Prepping Garden Beds:
I never miss an opportunity to prep beds between the seasons of my cool season crops coming out and my warm season classics going in. The now empty beds are a breeze to access without the risk or challenge of working around and potentially damaging plants still in the ground.
Working to improve the soil right now is so important. Most of the nutrients that were in the soil since the last time you amended it are likely gone now, having been taking up by the previous plants, or decomposed or leeched away. Even the best soil that is rich in organic matter must have a steady supply of new inputs a couple times of year to replenish what has been removed or diminished. In a closed environment, like a raised garden bed, those nutrients don’t just show up. You have to put them back. Fortunately it’s easy to do with a one or two inch layer of compost worked into the top 6 inches. Shredded, rotted leaves, or composted wood chips work well too.
I also make a point of providing an added boost of an organic form of slow-release nitrogen, like Milorganite. Another granular nitrogen source is blood meal. I like the granular form since it stays in the soil and doesn’t leach, so it’s there working through the season. The organic amendments are great for continuing to build my soil and improve the structure while the nitrogen is essential for new and establishing plants. Plus, non-burning nitrogen sources like the above mean I don’t have to worry about harming my tender new plants (as is often the case with synthetic options).
Fertilizing trees and shrubs:
Just as my new bedding plants need to get off to a good start with nutrient-rich soil, established trees and shrubs also benefit from a top dressing of organic nutrients. While I’m in fertilizer mode, I make the rounds and apply a generous amount of organic fertilizer to the root zones. Demands will be high with new growth coming on. Using early spring to put nutrients back into the soil in time for the stresses of the new season and brutal summer will pay big dividends to the sustainability and vigor of your plants and trees and overall landscape.
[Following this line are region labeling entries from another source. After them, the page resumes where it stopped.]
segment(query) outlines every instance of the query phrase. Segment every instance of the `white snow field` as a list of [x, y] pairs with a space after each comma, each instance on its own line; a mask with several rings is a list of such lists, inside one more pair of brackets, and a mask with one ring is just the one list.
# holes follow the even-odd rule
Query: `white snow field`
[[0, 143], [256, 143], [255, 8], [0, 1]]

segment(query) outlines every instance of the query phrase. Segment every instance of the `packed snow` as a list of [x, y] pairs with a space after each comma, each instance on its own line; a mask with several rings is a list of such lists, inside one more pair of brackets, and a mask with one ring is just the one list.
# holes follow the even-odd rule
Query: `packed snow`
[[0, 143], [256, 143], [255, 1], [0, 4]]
Weeding now for less work later:
As an organic gardener, most of my weeding is done by hand. Through the years, I’ve realized the sooner I catch weeds early in the season, the less problem they become overall later on. By starting in early spring and pulling what you see as you come upon them, reduces the quantity of weeds having a chance to go to seed and becoming too much to handle by summer. I keep a weeding knife in my pruning holster, which is usually by my side as I’m working around the yard. Having the right tool at the ready goes a long way to making your time in the garden and landscape more relaxing and one less thing you have to get back to later.